In Nato’s 73-year history, it has never threatened Russian territory
THERE are many flaws in Ernest B Skidmore’s letter defending the Russian invasion of Ukraine (Post Letters, April 29):
1. Restrictions on NATO expansion to the East were never agreed after the Warsaw Pact was declared disbanded at a meeting of defence and foreign ministers of remaining Pact countries following the departure of East Germany in 1990. There may have been informal guarantees given by individual negotiators, but these were never formalised in the ‘Two plus Four Agreement,’ which President Gorbachev confirmed in 2014: ‘the topic of ‘NATO expansion’ was not discussed at all (in 1990), and it wasn’t brought up in those years. I say this with full responsibility. Western leaders didn’t bring it up either.’
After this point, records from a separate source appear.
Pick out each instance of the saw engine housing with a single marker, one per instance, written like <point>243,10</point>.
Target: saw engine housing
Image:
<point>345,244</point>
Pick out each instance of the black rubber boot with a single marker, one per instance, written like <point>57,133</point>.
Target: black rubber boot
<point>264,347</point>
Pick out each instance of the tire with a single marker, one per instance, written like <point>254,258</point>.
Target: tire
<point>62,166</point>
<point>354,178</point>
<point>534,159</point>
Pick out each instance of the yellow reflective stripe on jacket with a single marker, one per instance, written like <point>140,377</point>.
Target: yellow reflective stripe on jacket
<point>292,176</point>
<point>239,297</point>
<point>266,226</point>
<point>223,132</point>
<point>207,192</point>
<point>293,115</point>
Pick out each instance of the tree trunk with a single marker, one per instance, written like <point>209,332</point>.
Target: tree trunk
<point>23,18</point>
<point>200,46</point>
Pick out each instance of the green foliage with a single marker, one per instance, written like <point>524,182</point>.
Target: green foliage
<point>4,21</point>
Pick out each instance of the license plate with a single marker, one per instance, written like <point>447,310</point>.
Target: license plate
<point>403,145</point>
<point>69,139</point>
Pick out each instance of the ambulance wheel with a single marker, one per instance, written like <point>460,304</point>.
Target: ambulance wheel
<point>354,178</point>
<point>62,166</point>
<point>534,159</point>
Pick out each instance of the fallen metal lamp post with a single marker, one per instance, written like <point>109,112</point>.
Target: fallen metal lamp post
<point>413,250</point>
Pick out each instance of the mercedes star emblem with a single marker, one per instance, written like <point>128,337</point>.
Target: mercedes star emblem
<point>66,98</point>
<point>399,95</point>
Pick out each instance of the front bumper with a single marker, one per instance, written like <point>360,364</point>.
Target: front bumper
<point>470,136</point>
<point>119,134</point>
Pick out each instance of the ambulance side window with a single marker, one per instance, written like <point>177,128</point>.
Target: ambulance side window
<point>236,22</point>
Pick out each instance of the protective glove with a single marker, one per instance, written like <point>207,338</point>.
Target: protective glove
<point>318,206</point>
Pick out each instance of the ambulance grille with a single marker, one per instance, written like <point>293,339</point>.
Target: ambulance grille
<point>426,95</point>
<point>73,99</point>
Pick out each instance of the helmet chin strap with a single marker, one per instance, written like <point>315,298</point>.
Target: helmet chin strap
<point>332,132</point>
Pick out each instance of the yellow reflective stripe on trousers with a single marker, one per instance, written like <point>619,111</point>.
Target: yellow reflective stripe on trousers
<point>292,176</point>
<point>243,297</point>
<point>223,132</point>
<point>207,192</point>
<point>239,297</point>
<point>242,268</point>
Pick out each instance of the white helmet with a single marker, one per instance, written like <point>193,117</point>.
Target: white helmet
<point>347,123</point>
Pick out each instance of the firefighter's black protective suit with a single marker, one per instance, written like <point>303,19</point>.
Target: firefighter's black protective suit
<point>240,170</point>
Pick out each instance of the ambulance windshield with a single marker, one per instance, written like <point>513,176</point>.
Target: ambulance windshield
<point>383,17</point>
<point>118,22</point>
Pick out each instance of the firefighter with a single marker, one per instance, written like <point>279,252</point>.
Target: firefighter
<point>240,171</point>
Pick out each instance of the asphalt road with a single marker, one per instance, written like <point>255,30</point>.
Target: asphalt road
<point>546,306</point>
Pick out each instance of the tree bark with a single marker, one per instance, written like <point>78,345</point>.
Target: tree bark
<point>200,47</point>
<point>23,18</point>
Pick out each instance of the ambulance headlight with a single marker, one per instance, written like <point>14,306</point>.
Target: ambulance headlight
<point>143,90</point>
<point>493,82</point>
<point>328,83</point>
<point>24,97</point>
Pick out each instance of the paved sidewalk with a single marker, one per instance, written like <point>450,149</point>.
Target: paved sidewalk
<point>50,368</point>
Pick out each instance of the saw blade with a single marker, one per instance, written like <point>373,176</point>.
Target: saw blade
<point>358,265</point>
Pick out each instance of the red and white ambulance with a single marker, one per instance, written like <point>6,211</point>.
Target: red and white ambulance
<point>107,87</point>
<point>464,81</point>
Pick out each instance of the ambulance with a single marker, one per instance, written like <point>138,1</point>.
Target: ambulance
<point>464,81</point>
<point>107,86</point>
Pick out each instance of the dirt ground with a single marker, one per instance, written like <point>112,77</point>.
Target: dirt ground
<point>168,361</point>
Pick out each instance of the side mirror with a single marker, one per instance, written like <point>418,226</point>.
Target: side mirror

2. When Ukraine became an independent sovereign state, ratified by a national referendum, following the dissolution of the Soviet Union in December 1991, there were no qualifications to this independence, such as a commitment not to apply for membership of NATO.
3. Even accepting that President Putin is aggrieved by President Zelensky’s wish that Ukraine should join NATO, Russia is (still) a member of the United Nations, whose Article 33 reads that member states agree that ‘the parties to any dispute, the continuance of which is likely to endanger the maintenance of international peace and security, shall, first of all, seek a solution by negotiation, enquiry, mediation, conciliation, arbitration, judicial settlement, resort to regional agencies or arrangements, or other peaceful means of their own choice (my emphasis).’ Not by military invasion!
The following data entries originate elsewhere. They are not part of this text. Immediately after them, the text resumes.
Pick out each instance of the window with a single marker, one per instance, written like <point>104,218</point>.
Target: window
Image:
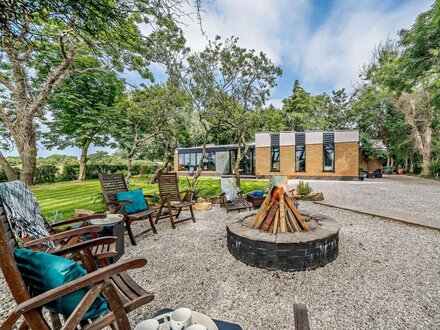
<point>209,161</point>
<point>329,157</point>
<point>275,159</point>
<point>300,158</point>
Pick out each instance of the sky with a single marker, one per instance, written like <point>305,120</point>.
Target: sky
<point>322,43</point>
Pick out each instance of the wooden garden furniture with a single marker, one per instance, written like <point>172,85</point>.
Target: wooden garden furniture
<point>170,198</point>
<point>122,293</point>
<point>232,198</point>
<point>110,185</point>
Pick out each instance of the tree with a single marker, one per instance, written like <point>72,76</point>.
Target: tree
<point>302,110</point>
<point>150,114</point>
<point>227,84</point>
<point>43,41</point>
<point>82,113</point>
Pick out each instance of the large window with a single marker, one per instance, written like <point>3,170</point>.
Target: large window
<point>329,157</point>
<point>209,161</point>
<point>275,159</point>
<point>300,158</point>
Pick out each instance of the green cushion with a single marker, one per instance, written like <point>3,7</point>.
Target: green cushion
<point>43,271</point>
<point>138,201</point>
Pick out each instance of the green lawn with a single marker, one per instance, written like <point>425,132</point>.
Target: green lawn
<point>59,200</point>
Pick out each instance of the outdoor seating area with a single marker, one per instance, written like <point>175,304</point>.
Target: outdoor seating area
<point>206,278</point>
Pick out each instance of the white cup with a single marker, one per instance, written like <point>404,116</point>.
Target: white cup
<point>148,325</point>
<point>197,327</point>
<point>179,319</point>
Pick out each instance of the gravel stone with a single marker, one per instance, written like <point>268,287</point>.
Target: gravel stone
<point>387,274</point>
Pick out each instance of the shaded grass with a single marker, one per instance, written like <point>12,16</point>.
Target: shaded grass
<point>58,201</point>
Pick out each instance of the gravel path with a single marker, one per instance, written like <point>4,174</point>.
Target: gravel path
<point>387,274</point>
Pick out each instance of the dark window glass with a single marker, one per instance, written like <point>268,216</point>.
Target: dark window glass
<point>300,158</point>
<point>275,159</point>
<point>329,157</point>
<point>209,161</point>
<point>181,162</point>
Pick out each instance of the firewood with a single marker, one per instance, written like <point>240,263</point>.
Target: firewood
<point>270,216</point>
<point>276,221</point>
<point>295,211</point>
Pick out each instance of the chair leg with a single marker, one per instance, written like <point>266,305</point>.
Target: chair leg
<point>192,214</point>
<point>130,232</point>
<point>153,227</point>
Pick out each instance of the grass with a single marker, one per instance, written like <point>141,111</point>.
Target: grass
<point>58,201</point>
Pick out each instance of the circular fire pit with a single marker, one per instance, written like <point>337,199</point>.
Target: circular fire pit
<point>303,250</point>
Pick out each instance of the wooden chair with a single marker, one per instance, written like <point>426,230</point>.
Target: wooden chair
<point>110,185</point>
<point>122,293</point>
<point>232,198</point>
<point>70,237</point>
<point>170,197</point>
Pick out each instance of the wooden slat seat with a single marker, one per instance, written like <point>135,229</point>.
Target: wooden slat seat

4. Mr Skidmore will have to explain further what he means by the statement that ‘half of Ukraine is mostly Russian anyway.’ The 2001
Ukrainian Census identified 77.8% of the population as Ukrainian, and 17.3% as Russian.
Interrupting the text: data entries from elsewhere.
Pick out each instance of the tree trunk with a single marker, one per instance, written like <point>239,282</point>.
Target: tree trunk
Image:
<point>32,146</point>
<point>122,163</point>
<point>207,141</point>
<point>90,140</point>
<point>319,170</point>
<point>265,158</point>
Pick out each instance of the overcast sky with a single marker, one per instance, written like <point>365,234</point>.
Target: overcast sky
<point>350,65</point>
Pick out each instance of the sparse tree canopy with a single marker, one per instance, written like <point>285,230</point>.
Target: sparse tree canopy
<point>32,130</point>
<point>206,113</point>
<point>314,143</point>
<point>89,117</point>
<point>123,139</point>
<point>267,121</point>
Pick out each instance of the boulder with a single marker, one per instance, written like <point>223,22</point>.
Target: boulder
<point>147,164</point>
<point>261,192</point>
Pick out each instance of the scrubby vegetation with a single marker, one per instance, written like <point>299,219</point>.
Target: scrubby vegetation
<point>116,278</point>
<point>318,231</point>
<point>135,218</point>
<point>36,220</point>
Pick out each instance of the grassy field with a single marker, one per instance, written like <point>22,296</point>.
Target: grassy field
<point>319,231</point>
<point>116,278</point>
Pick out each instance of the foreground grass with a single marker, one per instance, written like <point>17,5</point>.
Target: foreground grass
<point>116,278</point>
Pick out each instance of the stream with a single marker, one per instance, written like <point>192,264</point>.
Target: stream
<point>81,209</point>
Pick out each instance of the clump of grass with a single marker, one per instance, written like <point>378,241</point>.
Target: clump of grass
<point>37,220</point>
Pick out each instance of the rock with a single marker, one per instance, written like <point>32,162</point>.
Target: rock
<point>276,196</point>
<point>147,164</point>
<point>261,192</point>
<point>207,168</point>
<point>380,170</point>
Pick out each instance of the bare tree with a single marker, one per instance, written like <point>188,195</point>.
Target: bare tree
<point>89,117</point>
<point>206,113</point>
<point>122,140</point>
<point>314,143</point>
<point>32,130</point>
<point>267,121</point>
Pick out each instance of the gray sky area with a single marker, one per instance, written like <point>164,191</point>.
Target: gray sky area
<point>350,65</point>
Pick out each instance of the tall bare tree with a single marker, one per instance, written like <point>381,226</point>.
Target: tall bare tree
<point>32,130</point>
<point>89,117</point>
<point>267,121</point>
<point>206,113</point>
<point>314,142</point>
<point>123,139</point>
5. Finally, the whole premise of Mr Skidmore’s argument is based on the idea that NATO is an aggressive alliance, rather than what it is – an alliance of 30 countries for collective security. In its 73-year history, it has never threatened Russian territory, and has only taken military action under UN mandates. It is Vladimir Putin who has ordered the invasion of a neighbouring country, Ukraine, and threatened those countries supporting Ukraine with nuclear weapons.